Ginger deberá cuestionarse quién es, pues Dean era su pareja desde los 16, su futuro esposo y padre de sus hijos, con quien trabajaría en la empresa de su padre. Por eso, cuando terminan queda devastada, pero luego se dará cuenta que hasta el momento no había necesitado conocerse a sí misma porque siempre había actuado bajo el “deber ser” que impone la sociedad, sin cuestionarse si eso es lo que realmente quería. Entonces, una vez que vaya a París Ginger se perderá, pero se encontrará con Rhys, un joven que es su opuesto, pues es un DJ que se pasa la vida viajando y que no tiene planes convencionales en la vida. Sentar cabeza no podría estar más alejado de sus planes.
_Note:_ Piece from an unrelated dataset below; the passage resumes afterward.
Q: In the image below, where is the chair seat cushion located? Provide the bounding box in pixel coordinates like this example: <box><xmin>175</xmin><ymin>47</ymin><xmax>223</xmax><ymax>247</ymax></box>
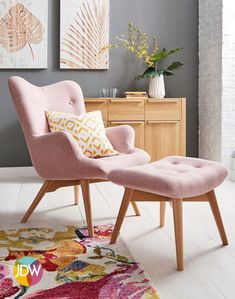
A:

Este será el inicio de una amistad por correo electrónico, pues en un arranque de impulsividad Ginger le dará su dirección de correo electrónico a Rhys, lo que comenzará una serie de mensajes.

El libro se estructura a partir de las voces de los dos personajes: Ginger y Rhys,  donde cada uno irá contando lo que sucede en distintas etapas y tendremos acceso a sus pensamientos y temores. Otra parte del libro se narra mediante el intercambio de correos electrónicos, pues Ginger es de Inglaterra y Rhys -como se mencionó- vive viajando constantemente por su trabajo.

Será gracias a este intercambio de emails constante que estos personajes seguirán presentes en la vida del otro durante años, sin embargo, no verse también les pasará la cuenta, así como las palabras no dichas o el no tomar las acciones a tiempo, les deparará mucho dolor.

“Nosotros en la Luna” es un libro de lectura ágil, ambos personajes son queribles, llenos de virtudes, pero también de defectos. Ambos crecerán juntos y tomarán caminos que los alejarán o acercarán a ser lo que es auténtico en ellos. Me parece también importante la mención constante a “El Principito” que será fundamental dentro de la obra en cuanto a cómo se concibe la amistad.

La autora nuevamente nos conquista con esta obra con la que podemos trabajar respecto a la amistad, el amor y la construcción de las relaciones, también sobre cómo buscar el camino que nos haga sentido más allá de satisfacer las expectativas externas. Es un libro también para mirar con ojos críticos y entender que no todas las relaciones son buenas relaciones o sanas y como es necesario no romantizar todas las conductas que leemos.